Three of Turkey’s largest dams, the Atatürk, Keban and Karakaya, are on the Euphrates, along with several others. The Tigris also has six Turkish dams restricting her waters, with the most recent Ilısu Dam also flooding the 10,000-year-old settlement Hasankeyf when it went into operation in 2021.
Currently operational dams on the Tigris range from 200 million cubic metres to 1,900 million cubic metres in reservoir capacity. Turkey’s Southeastern Anatolia Project (GAP) consists of 22 dams built on the twin rivers.
The country has also built various dams on smaller rivers as part of its anti-terror operations, reportedly to cut off paths used by Kurdistan Workers’ Party (PKK) fighters. Back in 2011, one of these dams caused several rivers in northern Iraq to dry up. Villagers in Haftanin, Iraq at the time were forced to abandon their orchards.

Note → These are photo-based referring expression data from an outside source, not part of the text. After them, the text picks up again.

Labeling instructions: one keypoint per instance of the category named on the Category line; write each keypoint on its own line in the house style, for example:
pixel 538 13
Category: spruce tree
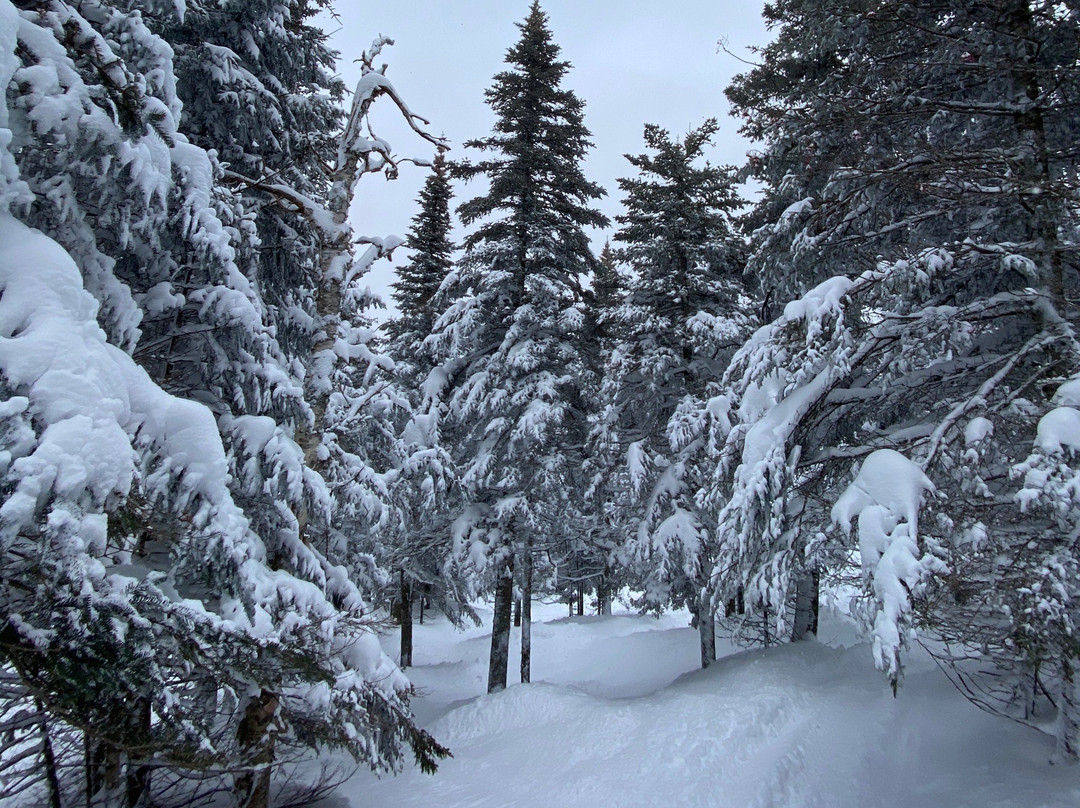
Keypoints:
pixel 678 324
pixel 418 538
pixel 513 368
pixel 925 157
pixel 196 617
pixel 431 258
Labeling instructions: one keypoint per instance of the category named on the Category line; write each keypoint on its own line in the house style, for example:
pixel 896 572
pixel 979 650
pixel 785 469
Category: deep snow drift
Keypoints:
pixel 618 715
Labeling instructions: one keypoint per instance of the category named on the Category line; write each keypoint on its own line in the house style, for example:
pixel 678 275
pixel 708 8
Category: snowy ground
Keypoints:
pixel 619 716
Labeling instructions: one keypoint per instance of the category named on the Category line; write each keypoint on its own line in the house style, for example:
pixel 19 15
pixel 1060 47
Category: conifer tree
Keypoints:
pixel 925 157
pixel 431 258
pixel 677 326
pixel 419 536
pixel 200 622
pixel 513 368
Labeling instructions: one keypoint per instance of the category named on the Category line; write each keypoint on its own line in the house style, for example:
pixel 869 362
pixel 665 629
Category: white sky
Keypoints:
pixel 634 62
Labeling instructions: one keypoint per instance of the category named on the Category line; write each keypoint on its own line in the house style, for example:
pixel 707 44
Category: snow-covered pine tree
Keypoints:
pixel 418 536
pixel 431 252
pixel 512 366
pixel 939 368
pixel 119 497
pixel 678 323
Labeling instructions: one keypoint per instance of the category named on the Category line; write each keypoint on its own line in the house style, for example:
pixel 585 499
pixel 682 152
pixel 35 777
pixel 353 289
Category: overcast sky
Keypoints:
pixel 634 62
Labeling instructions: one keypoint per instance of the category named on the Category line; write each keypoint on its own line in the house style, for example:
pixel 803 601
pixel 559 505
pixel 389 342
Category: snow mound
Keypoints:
pixel 798 725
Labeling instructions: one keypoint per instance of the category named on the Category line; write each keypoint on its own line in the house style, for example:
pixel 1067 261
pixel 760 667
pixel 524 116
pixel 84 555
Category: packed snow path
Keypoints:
pixel 618 716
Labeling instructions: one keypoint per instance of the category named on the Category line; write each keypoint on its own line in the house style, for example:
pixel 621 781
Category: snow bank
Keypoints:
pixel 798 726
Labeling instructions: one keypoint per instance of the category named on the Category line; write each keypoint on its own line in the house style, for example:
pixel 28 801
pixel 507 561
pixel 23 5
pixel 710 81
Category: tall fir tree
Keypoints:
pixel 678 324
pixel 199 620
pixel 513 368
pixel 419 536
pixel 430 261
pixel 925 157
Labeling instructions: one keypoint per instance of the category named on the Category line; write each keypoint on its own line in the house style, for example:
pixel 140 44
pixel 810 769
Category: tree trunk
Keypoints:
pixel 103 767
pixel 256 742
pixel 807 589
pixel 52 778
pixel 525 605
pixel 1068 712
pixel 406 616
pixel 706 632
pixel 604 595
pixel 138 776
pixel 499 661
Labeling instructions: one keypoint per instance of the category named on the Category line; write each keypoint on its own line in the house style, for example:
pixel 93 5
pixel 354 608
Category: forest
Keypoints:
pixel 839 379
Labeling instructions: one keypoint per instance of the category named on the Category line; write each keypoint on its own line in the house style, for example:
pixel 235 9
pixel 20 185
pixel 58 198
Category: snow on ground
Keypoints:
pixel 618 715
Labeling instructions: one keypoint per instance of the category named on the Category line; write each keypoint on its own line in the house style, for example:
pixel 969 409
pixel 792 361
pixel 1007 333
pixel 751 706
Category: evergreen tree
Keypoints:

Iraq regularly demands Turkey increase water flow into the country, and did so again most recently in March. Turkish President Recep Tayyip Erdoğan allowed only one month of increased flow, despite the Tigris holding a mere 35 percent of its average over the past century last year. As Erdoğan announced the increase, he also voiced Turkey’s demand that Iraq designate the PKK a terrorist organisation.